The five Jamaicans selected to serve on the PNP's Integrity Commission are said to be eminent Jamaicans. The non-party members are Bishop Wellesley Blair of the New Testament Church of God as chairman, Daisy Coke, formerly of the Public Service Commission and actuary, and Cedric McCulloch, retired permanent secretary and educator. Attorney-at-law Fredrick Hamaty and former government minister Burchell Whiteman are the two PNP members of the commission.
Bishop Blair is an outspoken and fearless clergyman. He believes in probity and it will not be easy to pull a fast one on him. I have known Cedric McCulloch through Sonia, his wife, who taught me biology at Calabar and who is also a member of Boulevard Baptist Church. Cedric is a soft-spoken, unassuming person. Daisy Coke is well known to Jamaicans as a outstanding servant of this nation.
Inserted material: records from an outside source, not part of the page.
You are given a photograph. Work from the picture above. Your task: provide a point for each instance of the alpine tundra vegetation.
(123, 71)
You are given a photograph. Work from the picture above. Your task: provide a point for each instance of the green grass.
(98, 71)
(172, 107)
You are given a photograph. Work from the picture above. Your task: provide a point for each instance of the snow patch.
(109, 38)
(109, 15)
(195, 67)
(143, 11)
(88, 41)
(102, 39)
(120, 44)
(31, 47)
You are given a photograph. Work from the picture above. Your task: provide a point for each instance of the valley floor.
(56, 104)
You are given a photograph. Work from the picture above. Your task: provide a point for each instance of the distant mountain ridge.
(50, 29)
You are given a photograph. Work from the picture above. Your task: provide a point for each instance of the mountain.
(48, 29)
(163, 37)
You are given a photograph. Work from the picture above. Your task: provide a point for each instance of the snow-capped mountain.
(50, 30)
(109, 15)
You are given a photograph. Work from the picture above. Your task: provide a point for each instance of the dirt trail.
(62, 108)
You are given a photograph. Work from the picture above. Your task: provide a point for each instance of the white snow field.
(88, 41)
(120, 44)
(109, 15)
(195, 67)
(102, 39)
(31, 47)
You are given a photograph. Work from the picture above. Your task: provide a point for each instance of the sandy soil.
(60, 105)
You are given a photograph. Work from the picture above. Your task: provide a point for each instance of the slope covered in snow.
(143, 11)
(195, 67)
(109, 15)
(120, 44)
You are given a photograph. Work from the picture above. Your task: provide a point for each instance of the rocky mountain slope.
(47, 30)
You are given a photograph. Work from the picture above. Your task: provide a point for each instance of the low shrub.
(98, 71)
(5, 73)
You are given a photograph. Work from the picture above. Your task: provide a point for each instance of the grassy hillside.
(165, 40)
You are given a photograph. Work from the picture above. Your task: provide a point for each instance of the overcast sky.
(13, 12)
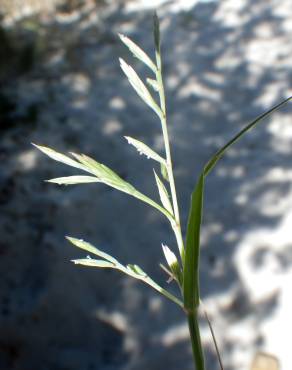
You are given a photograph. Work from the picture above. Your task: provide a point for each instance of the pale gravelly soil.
(225, 63)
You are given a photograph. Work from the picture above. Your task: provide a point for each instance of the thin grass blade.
(192, 253)
(93, 263)
(79, 243)
(72, 180)
(144, 149)
(212, 162)
(59, 157)
(138, 52)
(139, 87)
(164, 197)
(156, 30)
(191, 291)
(153, 84)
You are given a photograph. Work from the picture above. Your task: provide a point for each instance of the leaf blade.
(215, 158)
(145, 149)
(79, 243)
(164, 197)
(73, 180)
(138, 52)
(191, 286)
(59, 157)
(93, 263)
(139, 87)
The independent candidates are outstanding choices.
Ambassador Burchell Whiteman is a man of integrity. When he was minister of education and I was asked to serve as chairman of the Jamaica National Heritage Trust, I can testify that there was no partisan political interference from him. Hamaty is not known to me but reports suggest that he also is a good choice. But having good members of the commission is only one step. There needs to be proper procedures and also having the power to enact the responsibility.
Therefore, the problem with the commission is that its role is advisory. It does not change the status quo. The power remains in the same hands. The constituency makes the recommendation to the selection panel which, in turn, reports to the executive with the party president having veto powers. That will not change, which is regrettable.
Advisory role
It would seem to be better if the PNP's Integrity Commission was modelled more after the Electoral Commission. It is good that the independents outnumber the party members three to two but the rationale for that is defeated if the commission only has an advisory role. It makes eminent sense if the Integrity Commission becomes the first post in the chain and they determine which candidate is fit and proper. In other words, say three candidates may apply for the opportunity to run in a constituency. They would then apply to the PNP's Integrity Commission. The commission decides that one is not fit and proper but two are okay. Then those two will be able to offer themselves for the position as a candidate for that constituency.
Therefore, the three persons appearing before the commission must present full disclosure of, among other things, their financial assets and spouses' assets too. And failure to offer full disclosure of their assets should result in automatic disqualification. In addition, the prospective candidate must provide a police report and recommendations from last employer/boss, justice of the peace and a civic body in which he or she has served.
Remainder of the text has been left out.